“Feminism is for everybody”

bell hooks

Introduction

The Quotebank dataset was created on the premises that while quotations are interesting materials by themselves, with an attributed speaker more meaning can be infered (see research paper). In this data story we build upon these premices to ask a few questions about women’s rights and gender equality rhetoric in news articles.

Our questions will make use of the data that contextualize the quotations in Quotebank, namely the date, attributed speaker and the quotations themselves. We will explore who relies on arguments of women’s rights and gender equality, using additional datasets to complete the social profile of the attributed speaker. We are also interested in discovering in which social and political context this rhetoric is used. To this end, we will use additional datasets and natural language processing to higlight some possible links between political events and the evolution of feminist topics in news articles.

Our dataset

Our starting dataset is a selection of quotations about feminism and gender equality. The selection was based on a list of keywords created both manually and automatically. This approach aims at reducing the bias of an exclusively manual keywords list or automatic keywords selection. For the automatic keywords, we scraped the usnews website because they have some topic pages that list all articles on the specified topic. The articles belonging to 5 subjects were selected to form a corpus.

feminism gender gender_bias sexism women's rights

From this corpus a list of the frequent bigrams were retrieved. We decided to not count one-grams because they are too general for our purpose, for example women gives a lot of results but they are not always of interest. Finally we end up with a list of 64 keywords used to retrieve quotation from the Quotebank dataset. The final dataset has 87’161 entries related to women’s rights and gender equality rhetoric.

Keywords Number of articles Quotations Number of words Years
64 173,557 87,161 2,324,961 5

In order to decipher what we have in our dataset we created categories within our feminist dataset. The selection keywords were used to split our dataset into 10 categories.

Fig.1 - Quotations distribution over 10 categories. There are 87,161 quotes, from 2015 to 2020.

This supervised method is used to facilitate further investigation on the data by topic. However a few comments are necessary to understand the limitations of such a method. First, some categories have more keywords than other, Indigenous and Sexual violence have respectively 1 and 5 keywords. This can be explained by the fact that the corpus of articles comes from observational data, therefore even at this level our keywords aren’t representative. In addition, the data scientist is more likely to add keywords related to their own situated knowlege1. Note also that the quotations themselves come from observational studies as they have been collected from news articles a posteriori. Therefore it is not guaranted that there isn’t any confounder.

For example it is well known that news article rarely acknowledge feminicide as such (see Data Against Feminicide Project for more information). In this case the low percentage of quotations related to the topic is mainly due to the fact that it is a tabou topic and that no effort can be made to control the data a priori. In our dataset, only 2 quotations mention feminicide.
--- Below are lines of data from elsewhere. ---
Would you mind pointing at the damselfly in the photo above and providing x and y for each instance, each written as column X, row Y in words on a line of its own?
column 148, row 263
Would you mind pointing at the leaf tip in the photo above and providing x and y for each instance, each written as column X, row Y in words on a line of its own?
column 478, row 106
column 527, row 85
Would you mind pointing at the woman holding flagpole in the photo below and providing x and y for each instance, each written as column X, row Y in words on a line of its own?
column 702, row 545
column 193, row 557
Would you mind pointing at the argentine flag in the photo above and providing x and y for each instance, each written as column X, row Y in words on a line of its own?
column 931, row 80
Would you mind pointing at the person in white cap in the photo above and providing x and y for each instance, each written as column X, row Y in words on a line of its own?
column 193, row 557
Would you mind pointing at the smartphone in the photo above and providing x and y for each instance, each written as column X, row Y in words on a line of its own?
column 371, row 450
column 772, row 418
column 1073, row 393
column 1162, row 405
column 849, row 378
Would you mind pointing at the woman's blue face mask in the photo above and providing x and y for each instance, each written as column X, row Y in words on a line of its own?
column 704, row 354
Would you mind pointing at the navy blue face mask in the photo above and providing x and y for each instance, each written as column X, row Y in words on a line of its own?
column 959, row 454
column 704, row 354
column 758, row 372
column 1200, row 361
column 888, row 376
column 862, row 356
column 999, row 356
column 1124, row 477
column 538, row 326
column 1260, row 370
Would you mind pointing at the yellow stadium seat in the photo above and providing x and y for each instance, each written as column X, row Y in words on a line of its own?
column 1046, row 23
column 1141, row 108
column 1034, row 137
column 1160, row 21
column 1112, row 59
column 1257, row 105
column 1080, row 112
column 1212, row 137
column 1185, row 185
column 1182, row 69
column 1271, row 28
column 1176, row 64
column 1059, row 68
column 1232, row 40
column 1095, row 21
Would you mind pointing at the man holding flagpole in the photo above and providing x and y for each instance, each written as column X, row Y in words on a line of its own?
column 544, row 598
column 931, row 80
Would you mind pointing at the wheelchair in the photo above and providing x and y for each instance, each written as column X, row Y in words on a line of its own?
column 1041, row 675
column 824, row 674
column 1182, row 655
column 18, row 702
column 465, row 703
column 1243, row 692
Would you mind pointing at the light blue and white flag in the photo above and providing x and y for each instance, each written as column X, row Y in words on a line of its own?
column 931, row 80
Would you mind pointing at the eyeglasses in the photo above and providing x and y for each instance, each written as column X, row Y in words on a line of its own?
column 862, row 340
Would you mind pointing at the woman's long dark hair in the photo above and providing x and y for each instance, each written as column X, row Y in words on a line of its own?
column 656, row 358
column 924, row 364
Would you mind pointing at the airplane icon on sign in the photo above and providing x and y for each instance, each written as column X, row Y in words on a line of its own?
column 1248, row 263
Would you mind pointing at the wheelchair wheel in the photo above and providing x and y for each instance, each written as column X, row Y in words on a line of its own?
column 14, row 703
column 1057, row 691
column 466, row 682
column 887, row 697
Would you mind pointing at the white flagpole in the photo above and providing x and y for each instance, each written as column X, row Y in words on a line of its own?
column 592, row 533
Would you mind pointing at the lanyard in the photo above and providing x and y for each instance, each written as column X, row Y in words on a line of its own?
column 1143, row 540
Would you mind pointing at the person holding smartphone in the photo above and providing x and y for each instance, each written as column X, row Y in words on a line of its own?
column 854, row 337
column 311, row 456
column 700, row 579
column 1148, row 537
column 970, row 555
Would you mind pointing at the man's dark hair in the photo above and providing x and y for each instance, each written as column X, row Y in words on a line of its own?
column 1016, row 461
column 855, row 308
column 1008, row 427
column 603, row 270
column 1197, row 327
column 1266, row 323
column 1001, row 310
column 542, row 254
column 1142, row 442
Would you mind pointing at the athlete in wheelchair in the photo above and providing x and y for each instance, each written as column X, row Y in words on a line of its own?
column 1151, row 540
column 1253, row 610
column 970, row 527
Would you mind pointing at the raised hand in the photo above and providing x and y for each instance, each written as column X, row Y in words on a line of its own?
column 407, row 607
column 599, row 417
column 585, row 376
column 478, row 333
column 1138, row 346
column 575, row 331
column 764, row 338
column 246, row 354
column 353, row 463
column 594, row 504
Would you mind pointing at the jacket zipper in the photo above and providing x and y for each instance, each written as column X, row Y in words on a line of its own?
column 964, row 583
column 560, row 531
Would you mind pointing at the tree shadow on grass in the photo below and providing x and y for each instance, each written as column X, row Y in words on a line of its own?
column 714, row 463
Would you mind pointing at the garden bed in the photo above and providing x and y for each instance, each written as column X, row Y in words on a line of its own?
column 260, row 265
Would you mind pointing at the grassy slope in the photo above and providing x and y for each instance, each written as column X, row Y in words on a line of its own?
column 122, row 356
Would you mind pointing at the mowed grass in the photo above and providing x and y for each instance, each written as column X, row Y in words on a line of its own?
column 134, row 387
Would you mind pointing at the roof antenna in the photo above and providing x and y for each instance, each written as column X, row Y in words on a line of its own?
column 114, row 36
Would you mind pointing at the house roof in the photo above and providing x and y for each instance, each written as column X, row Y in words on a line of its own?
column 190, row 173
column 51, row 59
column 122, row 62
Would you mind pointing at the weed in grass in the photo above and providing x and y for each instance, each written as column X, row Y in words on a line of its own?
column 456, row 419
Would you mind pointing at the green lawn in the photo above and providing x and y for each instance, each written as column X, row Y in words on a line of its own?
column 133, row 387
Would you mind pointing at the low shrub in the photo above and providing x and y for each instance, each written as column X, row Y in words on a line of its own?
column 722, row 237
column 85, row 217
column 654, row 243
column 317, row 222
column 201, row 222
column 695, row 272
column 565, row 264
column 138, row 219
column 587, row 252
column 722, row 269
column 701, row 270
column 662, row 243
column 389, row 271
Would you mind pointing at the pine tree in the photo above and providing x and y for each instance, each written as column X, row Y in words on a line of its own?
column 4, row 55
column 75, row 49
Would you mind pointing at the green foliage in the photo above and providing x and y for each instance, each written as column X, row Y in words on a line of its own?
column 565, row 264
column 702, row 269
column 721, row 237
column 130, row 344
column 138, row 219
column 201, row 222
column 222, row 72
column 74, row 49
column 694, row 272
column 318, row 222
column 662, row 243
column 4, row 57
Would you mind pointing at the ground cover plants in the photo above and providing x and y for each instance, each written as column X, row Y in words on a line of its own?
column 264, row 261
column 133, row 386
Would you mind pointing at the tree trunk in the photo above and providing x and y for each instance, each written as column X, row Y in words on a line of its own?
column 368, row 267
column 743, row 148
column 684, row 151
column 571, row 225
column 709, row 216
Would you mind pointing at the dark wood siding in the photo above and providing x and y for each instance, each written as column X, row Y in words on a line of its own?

“We will spare no effort to address discrimination and violence against women, especially feminicide and sexual harassment” Damares Alves

“setbacks to women’s rights, alarming levels of feminicide, attacks on women’s rights defenders, and the persistence of laws and policies that perpetuate submission and exclusion” Antonio Guterres

We would like to attract reader’s attention to another problematic specific to our topic. Since the 1990’s intersectionality – interconnection of race, class, ability and other system of oppressions with gender oppression – has become a focus of feminism. In treating data related to such topics looking at one oppression at a time is likely to miss some important conclusions (see Data Feminism for more information). To start, in the next post we look into an unsupervised method as a way to include more dimensions to our categorization.

Methods

Webscraping for keywords retrieval

To scrape news websites and extract keywords related to women’s right topic we use python libraries that parse html trees (BeautifulSoup) and natural language processing (NLTK) to get the most frequent bigrams. The format of the website has to be manually inspected to define the relevant tag contents. In our case, two tags identifying the column of interest in the primary website page as well as a tag to identify the article itself in the secondary pages are manually determined. The article’s content is cleaned with regular expressions to keep only the relevant part of the text (e.g. copyright ignored).

Keywords

women's right equal opportunities equal rights equal status equal pay gender gap gender discrimination gender equality sexual harrasment women empowerment women victim women immigration women emancipation women's participation western women non-western woman Muslim women Muslim woman equal wages gender equality gender equity men and women women and men women oppression abortion niqab ban struggle of girlsstruggle of women war against women oppression of girls oppression of women women oppression women's opression liberate women religious oppression abuse of women male oppression female oppression exploitation of women Indigenous women patriarchal culture gender equality child care men pay percentage men pay percentage sexual harassment women girls girls women rates women women according female mayors share women women movement see women gender stereotypes gender gap women representation sex discrimination women rights woman time based gender female candidates gender-based violence entirely female

  1. In this study the data scientist choosing the keywords is a white, cisgender, middle-class, able women.